Minstrel Banjo

For enthusiasts of early banjo

First, the disclaimer: I know not what I do. I may have disremembered, misquoted, misplaced, waxed hyperbolic or simply forgot. No spotted owls were eaten without the proper Mornay sauce having been ladled properly over each. Rolling verbosity knob to 12...

I had several things in mind whilst preparing for AEBG III, most of which flew out the window when it came time to pack. I forgot the chargers for my cell-phone & camera and all the sheet music I had so carefully tabbed out for the Classic-style “Sleeper Cell” group. I also left all my travel snacks and my big road atlas. I did, however, remember to bring along some banjos. Thank God for that!
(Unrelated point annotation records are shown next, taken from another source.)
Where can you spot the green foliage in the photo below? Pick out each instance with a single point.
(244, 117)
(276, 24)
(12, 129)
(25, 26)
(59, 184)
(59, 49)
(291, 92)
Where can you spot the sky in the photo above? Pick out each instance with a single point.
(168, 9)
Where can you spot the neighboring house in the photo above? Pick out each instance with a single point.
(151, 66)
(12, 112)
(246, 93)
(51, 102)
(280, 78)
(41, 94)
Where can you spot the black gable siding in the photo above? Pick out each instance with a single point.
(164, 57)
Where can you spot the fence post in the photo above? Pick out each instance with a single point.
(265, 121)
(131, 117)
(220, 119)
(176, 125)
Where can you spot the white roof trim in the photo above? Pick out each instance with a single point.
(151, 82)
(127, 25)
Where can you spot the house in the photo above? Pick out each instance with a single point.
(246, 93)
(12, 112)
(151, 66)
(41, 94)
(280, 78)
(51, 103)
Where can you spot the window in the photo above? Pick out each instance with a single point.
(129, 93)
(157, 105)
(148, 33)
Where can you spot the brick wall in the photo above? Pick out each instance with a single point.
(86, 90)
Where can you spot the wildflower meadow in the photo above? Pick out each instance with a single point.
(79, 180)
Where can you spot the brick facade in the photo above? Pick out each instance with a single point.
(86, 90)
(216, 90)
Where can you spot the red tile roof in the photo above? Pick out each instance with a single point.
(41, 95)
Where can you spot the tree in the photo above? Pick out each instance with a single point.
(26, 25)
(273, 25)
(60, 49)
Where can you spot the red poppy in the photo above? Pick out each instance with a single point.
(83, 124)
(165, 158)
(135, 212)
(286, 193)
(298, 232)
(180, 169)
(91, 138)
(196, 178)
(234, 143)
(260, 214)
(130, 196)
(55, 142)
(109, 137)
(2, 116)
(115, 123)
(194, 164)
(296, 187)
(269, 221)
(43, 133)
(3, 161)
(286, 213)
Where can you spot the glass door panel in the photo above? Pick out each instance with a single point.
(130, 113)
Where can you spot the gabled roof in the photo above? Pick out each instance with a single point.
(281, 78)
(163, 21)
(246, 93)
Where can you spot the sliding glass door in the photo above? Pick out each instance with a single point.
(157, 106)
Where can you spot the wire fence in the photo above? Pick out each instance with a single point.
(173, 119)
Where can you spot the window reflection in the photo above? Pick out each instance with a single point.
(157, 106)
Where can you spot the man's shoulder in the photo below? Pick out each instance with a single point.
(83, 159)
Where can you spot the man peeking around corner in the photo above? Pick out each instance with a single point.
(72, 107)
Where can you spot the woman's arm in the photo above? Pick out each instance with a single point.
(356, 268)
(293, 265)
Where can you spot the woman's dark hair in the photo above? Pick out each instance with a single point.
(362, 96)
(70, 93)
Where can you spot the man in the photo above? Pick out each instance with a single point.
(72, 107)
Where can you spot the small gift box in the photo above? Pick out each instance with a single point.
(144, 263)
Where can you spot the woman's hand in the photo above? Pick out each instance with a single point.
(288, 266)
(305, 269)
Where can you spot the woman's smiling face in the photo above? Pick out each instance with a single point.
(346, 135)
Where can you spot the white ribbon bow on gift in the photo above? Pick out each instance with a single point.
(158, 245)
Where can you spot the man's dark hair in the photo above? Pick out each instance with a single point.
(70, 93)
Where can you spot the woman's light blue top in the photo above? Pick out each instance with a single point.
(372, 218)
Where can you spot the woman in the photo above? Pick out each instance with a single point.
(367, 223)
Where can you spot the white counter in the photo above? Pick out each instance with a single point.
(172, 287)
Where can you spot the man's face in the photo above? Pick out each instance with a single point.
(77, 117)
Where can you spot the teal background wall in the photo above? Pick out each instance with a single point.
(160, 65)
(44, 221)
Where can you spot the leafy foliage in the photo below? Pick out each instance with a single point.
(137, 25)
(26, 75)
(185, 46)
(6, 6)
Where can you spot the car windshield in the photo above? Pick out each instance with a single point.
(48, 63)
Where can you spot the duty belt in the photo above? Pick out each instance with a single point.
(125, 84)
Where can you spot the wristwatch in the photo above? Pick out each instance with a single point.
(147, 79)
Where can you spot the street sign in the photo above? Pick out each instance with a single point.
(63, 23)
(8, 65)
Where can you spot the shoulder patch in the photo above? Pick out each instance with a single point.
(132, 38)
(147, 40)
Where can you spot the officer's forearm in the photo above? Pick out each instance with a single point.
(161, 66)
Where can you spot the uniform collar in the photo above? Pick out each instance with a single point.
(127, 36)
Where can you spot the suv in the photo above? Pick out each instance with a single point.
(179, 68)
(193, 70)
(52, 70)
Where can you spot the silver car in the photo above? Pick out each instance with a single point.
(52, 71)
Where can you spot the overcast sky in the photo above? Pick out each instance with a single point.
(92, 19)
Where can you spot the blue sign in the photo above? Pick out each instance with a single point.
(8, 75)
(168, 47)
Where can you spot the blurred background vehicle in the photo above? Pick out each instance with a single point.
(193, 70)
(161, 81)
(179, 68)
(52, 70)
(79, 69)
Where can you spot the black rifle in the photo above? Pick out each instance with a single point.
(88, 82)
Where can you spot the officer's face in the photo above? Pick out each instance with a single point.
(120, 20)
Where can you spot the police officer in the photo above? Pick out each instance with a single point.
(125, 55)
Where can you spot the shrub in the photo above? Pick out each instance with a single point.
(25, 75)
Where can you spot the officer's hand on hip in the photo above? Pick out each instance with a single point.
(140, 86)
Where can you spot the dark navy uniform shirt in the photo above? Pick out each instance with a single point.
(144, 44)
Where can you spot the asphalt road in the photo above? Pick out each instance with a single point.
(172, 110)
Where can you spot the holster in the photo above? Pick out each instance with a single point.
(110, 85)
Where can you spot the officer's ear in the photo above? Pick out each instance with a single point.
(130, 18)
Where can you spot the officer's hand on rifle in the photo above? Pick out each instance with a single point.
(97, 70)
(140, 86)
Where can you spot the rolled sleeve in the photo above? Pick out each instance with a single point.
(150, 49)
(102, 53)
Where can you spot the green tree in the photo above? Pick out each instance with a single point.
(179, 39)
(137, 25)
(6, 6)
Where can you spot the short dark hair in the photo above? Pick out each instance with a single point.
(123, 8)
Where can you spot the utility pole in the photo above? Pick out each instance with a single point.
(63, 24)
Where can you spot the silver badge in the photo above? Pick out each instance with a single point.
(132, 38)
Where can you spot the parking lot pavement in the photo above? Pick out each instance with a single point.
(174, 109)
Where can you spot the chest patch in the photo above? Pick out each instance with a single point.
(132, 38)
At my age, an 11hr trip is no longer a “jaunt”. It is usually a boring, tiring and weary thing. If I have learned anything over the years, it is that one’s mind begs occupation. When I was shooting in competition (19th cent “Trapdoor” rifles among them), usually all over the Southeast, I was given a book on tape…which was a life saver. These recordings are like owning your own time-machine. On the Wed. prior to AEBG, I procured two books on CD. 11hrs goes by like a rocket. In fact, I was so engrossed during the return trip; I missed an exit and didn’t notice for 30 minutes.

So, I arrived in Hagerstown uneventfully Thursday evening. My room at the Clarion/Harrisburg Convention Center was a tad on the “needs updating” side but all was clean and well kept. The bed was only marginally softer than the board floor in the Pry House Barn and the A/C unit had a fine imitation of an 18-wheeler’s Jake Brake going…but when tired, anything remotely horizontal will do.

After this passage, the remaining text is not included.